China's self-developed submarine seismic exploration sensor Haimai, or "Sea Pulse," completed its first work area in the Bohai Sea, China Media Group (CMG) reported on Saturday.
As the country's first node-mode undersea seismic data exploration and acquisition equipment, Sea Pulse is able to capture seismic wave signals equivalent to 1/150 of the sound of mosquito flight at a depth of 10,000 meters, ensuring high accuracy in helping detect seabed geologic structure.
It completed a 3D geological exploration covering 104 square kilometers in the Bozhong 8-3 work area over 40 days.
During the operation, thousands of the node acquisition equipment were regularly deployed at the designated locations through cables, forming a vast data collection network covering the seabed.
They integrated equipment including high-sensitivity detectors and ultra-low noise acquisition circuits, greatly improving the detection ability of weak signals, Li Zeshan, engineer at the Sea Pulse operation team, told CMG.
These devices served as stethoscopes, receiving seismic wave signals reflected from the seabed and storing them in the form of data.
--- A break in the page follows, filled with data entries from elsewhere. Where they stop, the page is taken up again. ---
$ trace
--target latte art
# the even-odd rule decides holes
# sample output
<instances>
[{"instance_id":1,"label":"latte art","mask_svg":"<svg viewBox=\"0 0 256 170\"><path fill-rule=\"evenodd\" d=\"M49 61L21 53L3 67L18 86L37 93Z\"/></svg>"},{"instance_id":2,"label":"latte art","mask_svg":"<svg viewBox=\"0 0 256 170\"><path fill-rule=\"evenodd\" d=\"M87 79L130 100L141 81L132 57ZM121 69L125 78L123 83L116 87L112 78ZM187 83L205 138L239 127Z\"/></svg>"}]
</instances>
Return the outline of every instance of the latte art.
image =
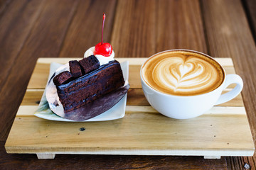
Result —
<instances>
[{"instance_id":1,"label":"latte art","mask_svg":"<svg viewBox=\"0 0 256 170\"><path fill-rule=\"evenodd\" d=\"M211 91L222 84L224 75L213 60L184 51L158 54L146 62L142 71L144 79L153 89L178 96Z\"/></svg>"}]
</instances>

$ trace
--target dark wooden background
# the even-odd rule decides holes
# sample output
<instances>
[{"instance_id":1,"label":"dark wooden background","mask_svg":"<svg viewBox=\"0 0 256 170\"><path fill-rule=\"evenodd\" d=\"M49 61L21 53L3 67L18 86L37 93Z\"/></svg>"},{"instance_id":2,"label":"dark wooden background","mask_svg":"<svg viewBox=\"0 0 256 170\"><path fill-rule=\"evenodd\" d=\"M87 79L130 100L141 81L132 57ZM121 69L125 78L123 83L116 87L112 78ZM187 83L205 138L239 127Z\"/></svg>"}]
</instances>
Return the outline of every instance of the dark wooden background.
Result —
<instances>
[{"instance_id":1,"label":"dark wooden background","mask_svg":"<svg viewBox=\"0 0 256 170\"><path fill-rule=\"evenodd\" d=\"M116 57L169 49L231 57L256 143L255 0L0 0L0 169L255 169L253 157L9 154L4 149L38 57L82 57L100 41ZM31 134L33 135L33 134Z\"/></svg>"}]
</instances>

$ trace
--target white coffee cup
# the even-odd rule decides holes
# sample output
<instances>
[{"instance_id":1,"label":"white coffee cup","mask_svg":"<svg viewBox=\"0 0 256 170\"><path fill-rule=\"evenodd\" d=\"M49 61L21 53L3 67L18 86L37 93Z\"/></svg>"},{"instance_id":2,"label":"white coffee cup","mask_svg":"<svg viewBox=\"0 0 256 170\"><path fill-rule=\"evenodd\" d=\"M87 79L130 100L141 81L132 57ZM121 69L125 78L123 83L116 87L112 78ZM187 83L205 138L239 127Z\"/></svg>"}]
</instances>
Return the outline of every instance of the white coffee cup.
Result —
<instances>
[{"instance_id":1,"label":"white coffee cup","mask_svg":"<svg viewBox=\"0 0 256 170\"><path fill-rule=\"evenodd\" d=\"M174 50L196 52L214 60L211 57L196 51L182 49L168 51ZM152 57L161 52L154 55L148 60L151 60ZM218 63L218 62L216 62ZM210 110L214 105L220 104L234 98L241 92L243 86L242 80L240 76L237 74L226 75L224 69L222 67L224 71L223 81L217 89L210 92L186 96L167 94L154 89L145 82L142 73L144 64L142 64L140 70L140 77L146 98L150 105L160 113L175 119L188 119L199 116ZM220 64L219 65L222 67ZM221 94L222 91L231 84L236 84L235 87L231 91Z\"/></svg>"}]
</instances>

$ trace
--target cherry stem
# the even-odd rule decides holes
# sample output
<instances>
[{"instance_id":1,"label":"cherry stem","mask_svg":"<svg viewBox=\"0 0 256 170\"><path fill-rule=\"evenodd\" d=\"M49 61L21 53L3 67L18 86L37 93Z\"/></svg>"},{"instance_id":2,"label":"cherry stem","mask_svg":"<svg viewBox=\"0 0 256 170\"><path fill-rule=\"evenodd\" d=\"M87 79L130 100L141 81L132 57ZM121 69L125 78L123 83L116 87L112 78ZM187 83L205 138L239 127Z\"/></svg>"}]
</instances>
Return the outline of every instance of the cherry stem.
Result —
<instances>
[{"instance_id":1,"label":"cherry stem","mask_svg":"<svg viewBox=\"0 0 256 170\"><path fill-rule=\"evenodd\" d=\"M103 44L103 30L104 30L104 23L105 19L106 18L106 15L103 13L103 18L102 18L102 45Z\"/></svg>"}]
</instances>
After the operation was completed, the devices were retrieved, and the data collected was downloaded, analyzed and processed into seismic profiles, which ultimately produced a clear image of the seabed.
A total of 6,000 node acquisition equipment were put into operation this time, which obtained high-definition information of the oil and gas reservoir there.
Sea Pulse was put into operation in July, marking a major breakthrough in the country's technological development of high-end offshore oil and natural gas exploration.